ビッグデータと人工知能解析がもたらすアーユルヴェーダの進化
このJiva Ayurvedaは同調査だけでなく、ビッグデータと人工知能を活用し、インドで初となるアーユルヴェーダ医療のプロトコル(標準化された手順)を開発したとして大きな注目を浴びる医療機関でもある。
パーソナライズされた医療であるアーユルヴェーダ。インド地元メディアHealthworldによると、Jiva Ayurvedaは過去6年に渡り100万人に上るデータを集め、人工知能によってパターンを抽出。そこから、アーユルヴェーダ医師の意思決定を支援するシステムを作り上げた。標準化によって、データの比較や定量分析などが可能となり、現代医学との共通言語になることが期待されている。
またアーユルヴェーダはゲノミクス(遺伝学)とも融合し、「Ayurgenomics」として発展する可能性も秘めている。
インドのゲノミクス研究の権威であるミタリ・ムケルジ氏は、ゲノミクスの文脈でパーソナライズド医療の研究を実施。その一環で、アーユルヴェーダのコンセプトをゲノミクスを活用し説明しようとしているのだ。これまでにアーユルヴェーダが想定する人それぞれの体質「プラクリティ」が遺伝学の観点からも説明できることを示唆した研究を発表している。
インド技術系大学IIITデリーのガネーシュ・バグラー教授らの研究チームは、食べ物・遺伝子・化学物質・病気の関係をディープラーニングで解析したデータデース「DietRx」を構築。人それぞれの特性を考慮したとき、食べ物・化学物質がどのように反応するのか、またどのような健康状態につながるのかなど、アーユルヴェーダ観点の研究を促進する土台として注目を集めている。
西洋医学と中国伝統医療に加え、アーユルヴェーダにも共通言語が生まれつつある状態といえるだろう。それぞれの医療分野を隔てる垣根がなくなったときどのようなディスラプションが起こるのか、その可能性に期待が寄せられる。
文:細谷元(Livit)
※AMPの2019年5月21日の記事(https://amp.review/2019/05/21/ayurvada-tech/)より抜粋
ビッグデータによって、インドの伝統医療であるアーユルヴェーダの効果・効能が科学的に明らかになってきており、且つ、アーユルヴェーダ医師を意思決定を支援するシステムが人工知能によってすでに構築されているという内容は驚きました。

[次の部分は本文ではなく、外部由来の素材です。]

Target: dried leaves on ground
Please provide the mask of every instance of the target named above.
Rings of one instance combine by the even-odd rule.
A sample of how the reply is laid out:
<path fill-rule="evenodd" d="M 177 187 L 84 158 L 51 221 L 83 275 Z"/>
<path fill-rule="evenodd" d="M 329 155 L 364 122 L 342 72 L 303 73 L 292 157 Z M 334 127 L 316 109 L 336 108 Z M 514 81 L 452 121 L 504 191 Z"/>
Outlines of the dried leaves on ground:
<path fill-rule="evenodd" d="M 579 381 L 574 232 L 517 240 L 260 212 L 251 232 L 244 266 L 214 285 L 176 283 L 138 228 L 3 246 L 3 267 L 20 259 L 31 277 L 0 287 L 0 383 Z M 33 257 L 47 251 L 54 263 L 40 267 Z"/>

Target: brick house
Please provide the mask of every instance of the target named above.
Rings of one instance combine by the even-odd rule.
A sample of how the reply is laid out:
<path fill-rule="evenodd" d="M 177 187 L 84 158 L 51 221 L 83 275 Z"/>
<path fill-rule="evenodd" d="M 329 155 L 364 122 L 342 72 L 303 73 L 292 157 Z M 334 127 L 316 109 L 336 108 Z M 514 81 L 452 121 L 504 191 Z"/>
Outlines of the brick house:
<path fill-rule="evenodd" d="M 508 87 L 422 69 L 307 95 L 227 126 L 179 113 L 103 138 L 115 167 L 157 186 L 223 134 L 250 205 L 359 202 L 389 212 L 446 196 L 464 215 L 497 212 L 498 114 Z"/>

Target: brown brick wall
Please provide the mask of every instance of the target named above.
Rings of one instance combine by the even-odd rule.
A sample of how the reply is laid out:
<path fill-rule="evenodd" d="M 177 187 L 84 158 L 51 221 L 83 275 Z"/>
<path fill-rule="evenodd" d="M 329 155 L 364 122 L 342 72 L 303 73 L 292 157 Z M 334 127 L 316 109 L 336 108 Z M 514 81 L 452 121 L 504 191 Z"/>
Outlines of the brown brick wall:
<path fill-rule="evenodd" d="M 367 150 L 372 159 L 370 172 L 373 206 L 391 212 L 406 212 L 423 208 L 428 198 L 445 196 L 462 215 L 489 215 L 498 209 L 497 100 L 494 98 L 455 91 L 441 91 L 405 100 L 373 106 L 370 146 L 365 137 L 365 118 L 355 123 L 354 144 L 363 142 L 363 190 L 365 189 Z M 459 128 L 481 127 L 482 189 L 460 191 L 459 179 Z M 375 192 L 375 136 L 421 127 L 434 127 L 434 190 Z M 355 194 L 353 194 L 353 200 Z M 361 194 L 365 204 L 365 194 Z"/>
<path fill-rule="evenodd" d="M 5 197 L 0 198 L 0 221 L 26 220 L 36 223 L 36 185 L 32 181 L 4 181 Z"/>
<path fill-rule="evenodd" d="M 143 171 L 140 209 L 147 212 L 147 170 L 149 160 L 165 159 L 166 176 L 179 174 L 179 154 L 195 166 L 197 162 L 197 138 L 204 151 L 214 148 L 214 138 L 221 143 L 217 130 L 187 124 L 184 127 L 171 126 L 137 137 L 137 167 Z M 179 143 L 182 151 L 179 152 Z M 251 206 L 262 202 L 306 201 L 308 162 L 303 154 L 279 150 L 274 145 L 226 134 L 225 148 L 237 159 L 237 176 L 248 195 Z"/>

この記事の中にもありますように、確かに、西洋医学は科学的、東洋医学は非科学的(伝統的な積み上げ)と見られていた部分が強かったと思いますが、
今後、東洋医学において用いられてきたコンセプトが科学的な言葉に置き換わっていくことで、西洋医学と東洋医学の敷居は低くなり、統合的な医療へとどんどん進化していきそうです。
今回のインドの動向はとても驚いたと同時に、人工知能(AI)が今後、グローバルな形で医療に対する考え方に対し革新をもたらしていく可能性を強く感じました。
【人工知能+伝統医療】のキーワードは今後もキャッチアップしていきたいと思います。